La science sans conscience identifie l'espèce humaine à un simple matériau dont la société peut disposer à sa guise.
Elle entend contrôler la naissance comme la mort (avortement, euthanasie).
Or, la pensée unique, l'évolution des moeurs, la rédaction de toutes les lois n'ont qu'un seul objectif: celui de la création d'une humanité nouvelle composée d'individus formatés idéologiquement, biologiquement et génétiquement.
C'est le projet monstrueux de l'homme artificiel qui se réalise chaque jour un peu plus par les lois votées au fil du temps, lesquelles ont pour objet de détruire ce qui reste de la famille, dernier refuge à cette nouvelle barbarie des temps modernes.

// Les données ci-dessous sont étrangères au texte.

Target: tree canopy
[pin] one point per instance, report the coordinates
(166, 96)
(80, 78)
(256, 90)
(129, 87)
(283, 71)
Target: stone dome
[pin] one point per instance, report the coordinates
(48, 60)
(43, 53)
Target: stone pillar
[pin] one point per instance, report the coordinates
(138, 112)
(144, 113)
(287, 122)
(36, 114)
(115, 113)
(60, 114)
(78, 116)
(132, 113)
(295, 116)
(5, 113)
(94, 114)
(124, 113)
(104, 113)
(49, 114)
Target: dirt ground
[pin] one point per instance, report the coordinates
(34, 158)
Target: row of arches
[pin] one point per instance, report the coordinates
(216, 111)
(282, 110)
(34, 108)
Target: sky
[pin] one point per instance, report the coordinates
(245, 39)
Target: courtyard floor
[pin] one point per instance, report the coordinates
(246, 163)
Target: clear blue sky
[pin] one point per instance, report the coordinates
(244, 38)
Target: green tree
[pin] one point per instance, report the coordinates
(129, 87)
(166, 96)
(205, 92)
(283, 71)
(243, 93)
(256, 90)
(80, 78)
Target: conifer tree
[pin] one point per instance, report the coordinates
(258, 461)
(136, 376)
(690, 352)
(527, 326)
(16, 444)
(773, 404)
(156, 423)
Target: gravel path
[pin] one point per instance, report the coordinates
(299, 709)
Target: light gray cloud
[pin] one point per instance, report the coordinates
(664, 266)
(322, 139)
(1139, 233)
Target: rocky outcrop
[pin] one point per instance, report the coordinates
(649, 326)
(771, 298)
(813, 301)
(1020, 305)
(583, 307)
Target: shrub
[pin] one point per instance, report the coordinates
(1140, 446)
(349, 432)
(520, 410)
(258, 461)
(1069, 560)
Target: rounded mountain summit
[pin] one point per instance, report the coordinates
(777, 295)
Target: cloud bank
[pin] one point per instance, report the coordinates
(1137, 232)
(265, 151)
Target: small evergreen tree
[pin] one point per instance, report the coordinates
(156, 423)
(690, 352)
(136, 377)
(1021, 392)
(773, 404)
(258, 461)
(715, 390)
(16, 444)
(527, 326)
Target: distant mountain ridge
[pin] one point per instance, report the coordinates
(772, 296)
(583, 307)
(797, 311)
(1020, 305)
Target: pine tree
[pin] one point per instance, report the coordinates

La société prétend transformer l'homme en simple machine, en disposer et par là se substituer à Dieu lui-même, réalisant ainsi le défi lancé par le Serpent à nos premiers parents : "en touchant à l'arbre de vie, vous serez comme des dieux."
Jean-Pierre DICKES
Au XVlème siècle, notre grand écrivain Rabelais affirmait déjà "Science sans conscience n'est que ruine de l'âme."
Réflexion prémonitoire car la science à son époque n'avait pas encore atteint les rapides développements des temps modernes.
Deux cents ans plus tard, au siècle des Lumières, des idées nouvelles vont se répandre sous l'influence des philosophes et des francs-maçons, ces derniers venant d'arriver en France.
L'homme désormais est considéré comme le maître du monde à la place de Dieu qui a pourtant tout créé.
En l'absence d'une autorité supérieure à l'homme, une telle conception ne peut qu'entraîner de graves conséquences aussi bien pour l'espèce humaine que pour la nature en général. En effet, les considérations morales ne sont plus prises en compte aussi bien dans l'élaboration des lois que dans les recherches en laboratoire. On joue en réalité les apprentis sorciers.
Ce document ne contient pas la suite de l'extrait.